HM Treasury’s concerns about the drag on the economy due to our increasingly sclerotic planning system have been evident for years. They first emerged with the apparently uncommissioned McKinsey report in the late 1990s which pointed the finger of blame for such buildings as hotels and faded office blocks at the resistance to development and redevelopment endemic in the planning system.

Architects will know that since then things have got worse. A planning application used to be a four-page TP1, a location plan, certificates and some drawings. Now APP1 runs to 12 pages and a mountain of studies and statements for the most modest of proposals. As for policies, just as we got close to national coverage with Unitary Development Plans (UDP) and Local Plans, whoops, the introduction of a new planning act (2004) meant starting all over again with Frameworks, Core Strategies and the rest. Planning Policy Guidance (PPG) turned to Planning Policy Statements (PPS) as national policy got ever-more deterministic, spatial planning got lost in a fog and the long-standing ‘presumption in favour of development’ (vintage 1923) became swamped by ‘plan-led’ decisions with increasingly invasive conditions.

The process needs tackling, not the policies. I predicted here that APP1’s introduction would lead to a ‘train crash’. The Killian-Pretty review was set up to count the bodies and tried to get the system back on track, but the defensive stance of local planning authorities that demand vast wodges of information to cover every possible angle goes on.

Relief may be in sight. If policies have to be clear and unambiguous and lower-tier plans have to be compliant, then proposals that meet requirements simply have to demonstrate the fact to avoid the need for making a planning application. Qualified agents, who might be architects, would assess and certify such compliance, leaving officers and authorities to focus on policy and the controversial applications they are left with. Add to this the current idea that they can charge whatever fee they like and 41aj 01.12.11 the door is open to competition on the lines of building control: then the process really could improve.

Planning got the biggest walloping, and highest profile, of its life in the chancellor’s budget speech this year. He highlighted the need for brevity in national policy, scrapping 1,000-plus pages of PPSs in favour of 50 pages of National Planning Policy Framework (NPPF). The basic idea, having also removed regional spatial policies, is that locals set policy so long as it is in general compliance with the next tier up. This works for London borough plans vis-à-vis the mayor’s London Plan, so it may just work nationally.

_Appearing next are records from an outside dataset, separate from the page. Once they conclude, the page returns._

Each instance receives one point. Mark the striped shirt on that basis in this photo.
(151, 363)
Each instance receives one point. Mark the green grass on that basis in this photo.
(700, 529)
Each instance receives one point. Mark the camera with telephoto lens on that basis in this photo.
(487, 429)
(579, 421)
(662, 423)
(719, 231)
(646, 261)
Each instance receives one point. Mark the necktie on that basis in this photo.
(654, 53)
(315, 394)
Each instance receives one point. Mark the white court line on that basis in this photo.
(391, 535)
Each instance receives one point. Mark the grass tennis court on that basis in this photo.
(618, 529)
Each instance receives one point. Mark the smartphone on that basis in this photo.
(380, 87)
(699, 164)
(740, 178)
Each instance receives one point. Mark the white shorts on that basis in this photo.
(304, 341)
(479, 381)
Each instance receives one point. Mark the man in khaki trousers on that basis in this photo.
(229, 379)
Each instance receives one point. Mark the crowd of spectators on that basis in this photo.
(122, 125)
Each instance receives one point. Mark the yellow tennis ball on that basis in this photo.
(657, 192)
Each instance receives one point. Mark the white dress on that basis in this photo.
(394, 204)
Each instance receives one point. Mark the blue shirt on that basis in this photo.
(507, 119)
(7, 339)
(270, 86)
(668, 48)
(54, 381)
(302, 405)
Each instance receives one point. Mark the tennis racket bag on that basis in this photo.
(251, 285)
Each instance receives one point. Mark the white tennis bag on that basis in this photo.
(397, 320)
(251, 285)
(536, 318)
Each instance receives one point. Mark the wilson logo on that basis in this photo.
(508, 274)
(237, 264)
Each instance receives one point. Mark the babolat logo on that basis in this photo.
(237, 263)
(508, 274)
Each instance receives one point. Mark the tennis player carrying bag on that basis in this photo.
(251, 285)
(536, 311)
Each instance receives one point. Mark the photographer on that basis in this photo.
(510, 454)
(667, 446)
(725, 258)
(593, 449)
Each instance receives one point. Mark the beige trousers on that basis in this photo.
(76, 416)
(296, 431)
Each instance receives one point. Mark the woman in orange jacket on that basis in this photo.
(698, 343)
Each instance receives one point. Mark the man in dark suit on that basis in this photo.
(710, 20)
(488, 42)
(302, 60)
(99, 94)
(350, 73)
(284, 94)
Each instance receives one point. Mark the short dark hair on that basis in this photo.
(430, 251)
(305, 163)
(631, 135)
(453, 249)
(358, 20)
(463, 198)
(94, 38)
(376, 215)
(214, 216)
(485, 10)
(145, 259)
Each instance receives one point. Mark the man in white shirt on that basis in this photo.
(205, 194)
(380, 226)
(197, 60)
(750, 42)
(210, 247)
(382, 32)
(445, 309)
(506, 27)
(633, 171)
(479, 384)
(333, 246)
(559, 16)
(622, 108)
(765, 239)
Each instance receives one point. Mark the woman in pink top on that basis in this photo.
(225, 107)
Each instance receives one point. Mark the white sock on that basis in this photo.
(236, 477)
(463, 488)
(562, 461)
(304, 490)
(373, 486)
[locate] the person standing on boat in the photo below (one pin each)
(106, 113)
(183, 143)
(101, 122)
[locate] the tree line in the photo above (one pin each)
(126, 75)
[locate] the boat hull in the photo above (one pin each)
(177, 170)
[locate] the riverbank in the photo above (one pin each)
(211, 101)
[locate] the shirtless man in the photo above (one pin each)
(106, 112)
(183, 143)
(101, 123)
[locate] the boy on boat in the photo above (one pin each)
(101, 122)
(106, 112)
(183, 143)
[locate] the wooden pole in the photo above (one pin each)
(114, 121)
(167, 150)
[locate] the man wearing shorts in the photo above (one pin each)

More specifically, the chancellor made a pitch for a simple relaxation of one bit of the Use Classes Order (UCO), namely to allow B1 business space to become C3 housing. This would release lots of value into the economy immediately and free owners and entrepreneurial developers to generate many new, often low cost, affordable homes.

Planners have resisted this idea – it removes some controls – and a howl has gone up from Middle England against the draft NPPF, on the wholly misguided basis that a presumption in favour of development (and growth?) is something new.

Being a draft and given the amount of noise, ministers have said they will make adjustments before issuing the NPPF by next April. They will give planning authorities time to get their plans up to speed (but correctly mutter they have had eight years already). Worryingly, rumours swirl that ‘ministers are wobbling’, not just under the onslaught from the Daily Telegraph and National Trust, but even on the simple change to the UCO.

All this uncertainty delays investment decisions of course and so holds back new work for architects and contractors. Once the NPPF is published, there may be a void in policy in some areas that creates a window of opportunity for the industry and a period of planning by appeal, but in the immediate future the UCO change may offer more immediate opportunities.

To offset some concerns, the UCO change could be limited to units of up to, say, 1,000m2, and apply both ways – ie freedom to change from residential to business use and vice versa. Constraints on home-working (the imposition of business rates and Capital Gains Tax on part of the home) should be relaxed. This will create more space for employment than may be lost to housing and the effects should be monitored for a period of, say, three years, which will get things moving.

If these last ideas are familiar, they should be. They have been in the ACA planning manifesto since 2006 and were included in the RIBA/ACA Task Force for Recovery proposals in 2009.

If ministers are even wobbling on this simple and obvious change, then what hope for a serious reform of the system?